Cleveland thankfully agree and the result is the cavity back CBX wedge.
This is not the first time Cleveland has created a cavity back wedge as they have had many CB versions of their blade wedges, which have provided a larger head with less resistance to twisting like the most recent RTX-3 CB.
However the CB versions have tended to be based on the standard blade wedges like the one below and the CBX is the first one to be designed from scratch as a cavity back wedge.
The main objective is to increase the MOI and the peripheral weighting around the back of the head and the black sole weight saves 76g of mass from what would be the muscle back that is then moved to the edges.
The sole has also been made wider, especially in the centre where it is 5mm wider and the toe area where it is 9mm wider than the RTX-3 sole. It maybe looks a bit toe heavy on the sole, but it plays in a very balanced way.
This also moves a greater proportion of the weight towards the toe of the club and as a result the centre of gravity (CG) is more towards the middle of the club and now it is around 2-3mm from the geometric centre of the face.
This may sound odd, but it is little known that with blade clubs the CG is towards the heel side of the centre because the weight of the hosel makes the heel side of the club heavier.
Cleveland claim that the CG of the CBX is around 5mm or more closer to the centre than most other leading blade style wedges and they call this Feel Balancing Technology, because we must have 3 word tech in every product.
At address the mid-sized rounded face sits nicely behind the ball with just a little bit of curve on the leading edge.
Compared to the RTX-3 the overall design of the shape is very similar so if you want to combined the two models or switch from one to the other then visually there will be very little difference.
The sole still features the Dual V-Sole that we first saw on the RTX-3 and which is very playable, especially from grass.
Unlike previous Cleveland wedges all the lofts from 46° to 60° now only come one standard bounce, but the wider sole works with this to increase the forgiveness to reduce the likelihood of chunking.
This is one of the key benefits of this shape as those who may be a little jumpy around the greens will find that the CBX gives them a little more margin for error from that wider sole, as has been proved by previous wide sole Cleveland wedges.
The bounce plays pretty much on the number and the versatility of the sole means that you can vary the lie to increase or decrease how much of it is in play.
The Dual V-Sole is comfortable being opened up as there is a little bit of heel and toe relief that combines with the narrower heel to make this possible.
The CBX is also quite a light wedge to play with and this is due in part to a new True Temper Dynamic Gold 115 wedge shaft that not surprisingly weighs around 115g.
I have had 106g Dynamic Gold S300 SL shafts in my wedges for years so this shaft is not exactly revolutionary. However whatever True Temper has done to get the flex profile right for a wedge does give it a different feel to the SL and it really adds to the concept of a light, easy to play cavity back wedge.
The face features the same ROTEX 3 grooves which combines Zip groove design, micro milling of the said grooves and then laser milling of friction lines between the grooves.
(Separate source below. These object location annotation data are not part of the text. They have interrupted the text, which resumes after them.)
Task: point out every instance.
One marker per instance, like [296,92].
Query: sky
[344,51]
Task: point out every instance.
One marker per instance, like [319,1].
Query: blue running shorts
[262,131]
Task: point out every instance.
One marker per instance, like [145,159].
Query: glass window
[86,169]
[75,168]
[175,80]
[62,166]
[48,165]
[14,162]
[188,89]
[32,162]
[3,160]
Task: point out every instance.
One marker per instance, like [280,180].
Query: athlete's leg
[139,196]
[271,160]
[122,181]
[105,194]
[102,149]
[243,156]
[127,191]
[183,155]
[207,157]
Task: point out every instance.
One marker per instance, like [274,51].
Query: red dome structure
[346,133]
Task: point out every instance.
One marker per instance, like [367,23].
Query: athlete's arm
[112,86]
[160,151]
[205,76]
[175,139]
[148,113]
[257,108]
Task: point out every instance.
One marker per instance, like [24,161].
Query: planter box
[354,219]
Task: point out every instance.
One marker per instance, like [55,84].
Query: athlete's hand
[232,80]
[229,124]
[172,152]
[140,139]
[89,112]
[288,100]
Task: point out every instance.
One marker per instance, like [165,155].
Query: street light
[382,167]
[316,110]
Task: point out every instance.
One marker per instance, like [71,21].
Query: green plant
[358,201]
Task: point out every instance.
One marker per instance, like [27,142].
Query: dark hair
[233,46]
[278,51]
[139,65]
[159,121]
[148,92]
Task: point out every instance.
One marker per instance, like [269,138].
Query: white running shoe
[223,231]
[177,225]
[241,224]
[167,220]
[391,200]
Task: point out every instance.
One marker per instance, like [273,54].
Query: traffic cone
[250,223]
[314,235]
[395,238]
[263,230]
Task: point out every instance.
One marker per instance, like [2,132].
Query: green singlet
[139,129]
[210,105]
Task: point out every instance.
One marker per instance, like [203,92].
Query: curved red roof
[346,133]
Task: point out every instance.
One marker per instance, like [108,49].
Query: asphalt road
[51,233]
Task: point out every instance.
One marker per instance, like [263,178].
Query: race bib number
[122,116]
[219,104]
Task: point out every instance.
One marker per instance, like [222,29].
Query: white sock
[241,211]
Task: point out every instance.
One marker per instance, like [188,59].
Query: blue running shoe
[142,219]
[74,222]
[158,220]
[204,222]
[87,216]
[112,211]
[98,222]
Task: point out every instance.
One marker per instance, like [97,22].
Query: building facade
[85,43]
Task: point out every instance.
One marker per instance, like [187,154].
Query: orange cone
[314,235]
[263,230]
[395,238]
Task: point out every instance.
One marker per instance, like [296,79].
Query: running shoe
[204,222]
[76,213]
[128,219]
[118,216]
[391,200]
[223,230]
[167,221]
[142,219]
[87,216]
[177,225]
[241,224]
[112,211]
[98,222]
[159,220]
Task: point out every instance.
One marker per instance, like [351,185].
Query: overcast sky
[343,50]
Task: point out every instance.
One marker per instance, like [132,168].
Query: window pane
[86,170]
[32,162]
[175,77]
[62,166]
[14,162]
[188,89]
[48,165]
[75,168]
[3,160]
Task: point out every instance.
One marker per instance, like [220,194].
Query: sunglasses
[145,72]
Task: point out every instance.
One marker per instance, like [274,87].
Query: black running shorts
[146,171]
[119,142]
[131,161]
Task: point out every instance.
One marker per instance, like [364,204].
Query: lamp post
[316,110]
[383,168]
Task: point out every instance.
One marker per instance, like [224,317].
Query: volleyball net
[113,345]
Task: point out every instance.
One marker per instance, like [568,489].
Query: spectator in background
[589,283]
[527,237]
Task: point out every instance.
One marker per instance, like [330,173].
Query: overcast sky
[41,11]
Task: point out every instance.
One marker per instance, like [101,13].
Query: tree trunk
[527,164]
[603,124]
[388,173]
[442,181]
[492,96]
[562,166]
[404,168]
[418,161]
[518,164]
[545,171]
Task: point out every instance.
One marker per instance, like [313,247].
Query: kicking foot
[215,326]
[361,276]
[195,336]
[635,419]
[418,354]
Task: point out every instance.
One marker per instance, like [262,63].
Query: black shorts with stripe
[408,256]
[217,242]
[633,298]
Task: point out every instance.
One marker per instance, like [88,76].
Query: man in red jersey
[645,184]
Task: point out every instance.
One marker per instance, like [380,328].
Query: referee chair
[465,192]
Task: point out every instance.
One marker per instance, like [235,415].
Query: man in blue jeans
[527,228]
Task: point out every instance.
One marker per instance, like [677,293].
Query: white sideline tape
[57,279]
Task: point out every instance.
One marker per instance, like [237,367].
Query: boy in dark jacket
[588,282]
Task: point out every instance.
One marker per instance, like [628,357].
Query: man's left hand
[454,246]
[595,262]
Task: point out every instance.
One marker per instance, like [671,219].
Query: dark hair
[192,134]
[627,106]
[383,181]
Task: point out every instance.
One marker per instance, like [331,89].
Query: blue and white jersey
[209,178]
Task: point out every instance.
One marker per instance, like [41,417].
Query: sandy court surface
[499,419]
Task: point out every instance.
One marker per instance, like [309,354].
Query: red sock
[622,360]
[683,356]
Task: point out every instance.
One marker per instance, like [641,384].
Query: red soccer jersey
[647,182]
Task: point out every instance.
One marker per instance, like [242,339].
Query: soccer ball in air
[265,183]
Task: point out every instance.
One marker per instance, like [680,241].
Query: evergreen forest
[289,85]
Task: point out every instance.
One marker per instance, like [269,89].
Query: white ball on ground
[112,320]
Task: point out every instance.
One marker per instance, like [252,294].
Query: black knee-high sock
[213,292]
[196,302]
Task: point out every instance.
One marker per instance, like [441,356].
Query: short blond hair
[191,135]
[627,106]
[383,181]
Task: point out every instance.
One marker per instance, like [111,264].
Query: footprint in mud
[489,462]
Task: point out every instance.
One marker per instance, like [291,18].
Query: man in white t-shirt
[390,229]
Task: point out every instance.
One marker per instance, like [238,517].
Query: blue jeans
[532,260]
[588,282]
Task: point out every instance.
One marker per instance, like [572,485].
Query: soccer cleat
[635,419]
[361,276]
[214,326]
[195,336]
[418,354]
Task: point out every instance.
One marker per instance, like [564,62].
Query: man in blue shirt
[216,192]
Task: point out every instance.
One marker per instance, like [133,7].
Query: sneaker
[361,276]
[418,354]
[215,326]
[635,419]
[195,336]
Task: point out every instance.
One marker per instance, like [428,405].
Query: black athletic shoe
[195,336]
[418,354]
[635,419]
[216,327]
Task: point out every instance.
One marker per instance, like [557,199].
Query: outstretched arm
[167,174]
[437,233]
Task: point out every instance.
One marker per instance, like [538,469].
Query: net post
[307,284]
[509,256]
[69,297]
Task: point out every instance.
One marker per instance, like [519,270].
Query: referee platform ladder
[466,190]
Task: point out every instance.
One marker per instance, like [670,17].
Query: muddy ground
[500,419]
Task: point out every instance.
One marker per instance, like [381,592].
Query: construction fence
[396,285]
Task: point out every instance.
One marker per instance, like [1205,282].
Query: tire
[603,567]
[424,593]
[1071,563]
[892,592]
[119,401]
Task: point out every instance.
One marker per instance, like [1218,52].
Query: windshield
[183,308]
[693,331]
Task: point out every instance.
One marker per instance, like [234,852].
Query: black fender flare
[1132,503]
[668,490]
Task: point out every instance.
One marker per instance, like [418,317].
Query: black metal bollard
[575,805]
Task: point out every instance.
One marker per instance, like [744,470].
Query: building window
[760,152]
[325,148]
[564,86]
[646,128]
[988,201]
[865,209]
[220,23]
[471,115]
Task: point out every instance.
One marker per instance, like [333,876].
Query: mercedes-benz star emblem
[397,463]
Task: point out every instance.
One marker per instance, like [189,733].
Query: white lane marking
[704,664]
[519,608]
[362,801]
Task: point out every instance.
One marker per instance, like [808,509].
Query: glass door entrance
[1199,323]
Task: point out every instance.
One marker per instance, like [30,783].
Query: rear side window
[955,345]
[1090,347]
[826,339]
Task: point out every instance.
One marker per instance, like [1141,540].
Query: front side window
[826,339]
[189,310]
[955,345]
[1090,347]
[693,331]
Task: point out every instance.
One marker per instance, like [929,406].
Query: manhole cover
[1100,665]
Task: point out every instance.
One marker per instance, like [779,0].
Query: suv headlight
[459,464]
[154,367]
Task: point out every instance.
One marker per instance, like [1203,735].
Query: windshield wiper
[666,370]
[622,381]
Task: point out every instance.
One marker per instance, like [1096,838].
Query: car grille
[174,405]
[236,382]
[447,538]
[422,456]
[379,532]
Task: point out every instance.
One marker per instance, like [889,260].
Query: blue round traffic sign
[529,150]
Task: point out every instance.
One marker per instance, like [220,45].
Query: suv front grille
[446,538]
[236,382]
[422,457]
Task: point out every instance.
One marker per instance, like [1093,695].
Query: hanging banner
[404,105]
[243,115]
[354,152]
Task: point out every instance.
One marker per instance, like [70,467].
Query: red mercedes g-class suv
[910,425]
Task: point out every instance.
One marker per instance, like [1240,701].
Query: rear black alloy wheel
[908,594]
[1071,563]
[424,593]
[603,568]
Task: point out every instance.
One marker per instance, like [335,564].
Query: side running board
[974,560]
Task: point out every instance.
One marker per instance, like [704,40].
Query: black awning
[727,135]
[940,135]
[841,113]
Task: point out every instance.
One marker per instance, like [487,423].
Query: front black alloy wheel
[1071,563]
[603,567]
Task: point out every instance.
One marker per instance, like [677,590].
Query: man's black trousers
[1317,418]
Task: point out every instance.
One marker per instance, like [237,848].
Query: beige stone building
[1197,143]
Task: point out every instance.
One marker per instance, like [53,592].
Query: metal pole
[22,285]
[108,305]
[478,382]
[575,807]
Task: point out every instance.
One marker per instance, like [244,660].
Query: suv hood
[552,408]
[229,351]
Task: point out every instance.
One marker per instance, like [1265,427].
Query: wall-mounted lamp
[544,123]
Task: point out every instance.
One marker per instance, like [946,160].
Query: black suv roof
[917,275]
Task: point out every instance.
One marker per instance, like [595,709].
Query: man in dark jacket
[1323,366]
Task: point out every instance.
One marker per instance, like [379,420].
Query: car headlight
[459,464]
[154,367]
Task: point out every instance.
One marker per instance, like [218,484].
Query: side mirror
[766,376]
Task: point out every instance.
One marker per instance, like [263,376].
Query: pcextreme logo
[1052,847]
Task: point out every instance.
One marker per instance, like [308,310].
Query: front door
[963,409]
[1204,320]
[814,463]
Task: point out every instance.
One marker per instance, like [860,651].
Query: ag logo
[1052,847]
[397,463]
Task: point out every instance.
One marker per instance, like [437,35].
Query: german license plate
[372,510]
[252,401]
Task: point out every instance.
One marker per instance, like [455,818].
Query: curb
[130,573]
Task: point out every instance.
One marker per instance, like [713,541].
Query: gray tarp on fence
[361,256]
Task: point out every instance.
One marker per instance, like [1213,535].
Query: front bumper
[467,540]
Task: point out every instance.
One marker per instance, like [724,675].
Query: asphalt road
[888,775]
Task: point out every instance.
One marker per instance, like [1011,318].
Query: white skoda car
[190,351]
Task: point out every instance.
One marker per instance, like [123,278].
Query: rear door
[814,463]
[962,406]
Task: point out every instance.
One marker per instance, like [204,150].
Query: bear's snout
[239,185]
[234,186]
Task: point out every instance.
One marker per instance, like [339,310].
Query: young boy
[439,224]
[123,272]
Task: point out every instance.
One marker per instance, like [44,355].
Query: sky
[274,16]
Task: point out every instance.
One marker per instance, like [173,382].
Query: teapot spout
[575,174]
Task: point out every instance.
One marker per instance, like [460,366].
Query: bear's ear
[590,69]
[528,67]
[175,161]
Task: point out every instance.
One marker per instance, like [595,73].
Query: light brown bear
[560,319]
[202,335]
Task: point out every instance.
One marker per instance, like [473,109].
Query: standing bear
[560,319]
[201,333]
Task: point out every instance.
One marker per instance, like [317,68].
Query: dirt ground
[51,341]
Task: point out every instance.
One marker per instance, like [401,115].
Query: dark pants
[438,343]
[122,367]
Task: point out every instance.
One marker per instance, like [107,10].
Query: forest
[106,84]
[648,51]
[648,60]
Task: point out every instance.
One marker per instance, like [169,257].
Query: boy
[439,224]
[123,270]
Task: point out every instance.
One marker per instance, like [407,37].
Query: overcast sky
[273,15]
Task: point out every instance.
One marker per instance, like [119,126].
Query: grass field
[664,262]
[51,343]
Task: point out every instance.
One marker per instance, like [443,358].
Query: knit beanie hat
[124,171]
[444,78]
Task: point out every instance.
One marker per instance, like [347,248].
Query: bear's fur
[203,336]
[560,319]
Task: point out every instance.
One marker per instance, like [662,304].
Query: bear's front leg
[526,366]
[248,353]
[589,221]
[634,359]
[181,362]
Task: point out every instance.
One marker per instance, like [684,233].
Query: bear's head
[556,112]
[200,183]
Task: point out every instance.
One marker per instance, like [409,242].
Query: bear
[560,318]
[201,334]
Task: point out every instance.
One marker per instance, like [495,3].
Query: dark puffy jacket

This is a proven Cleveland feature and the spin from the CBX wedge is right up there with the best in the market and provides the right balance of grip and roll.
Compared to the RTX-3, the feel is maybe not quite as sharp as a blade because of that cavity back design, but that is not a negative and it’s just going to come down to personal preference.
Good wedge players who have grown up on blade or tour style wedges should not be put off by the CBX as they will be able to do everything they want with them. If they are using split cavity irons, then having the cavity back CBX for any full shot wedges before moving to the RTX-3 for touch shots around the green would be worth considering.
For high single figure players and upwards who should be playing cavity back irons, then the Cleveland CBX offers the best of both worlds, with traditional wedge performance from a more forgiving sole and modern cavity back design.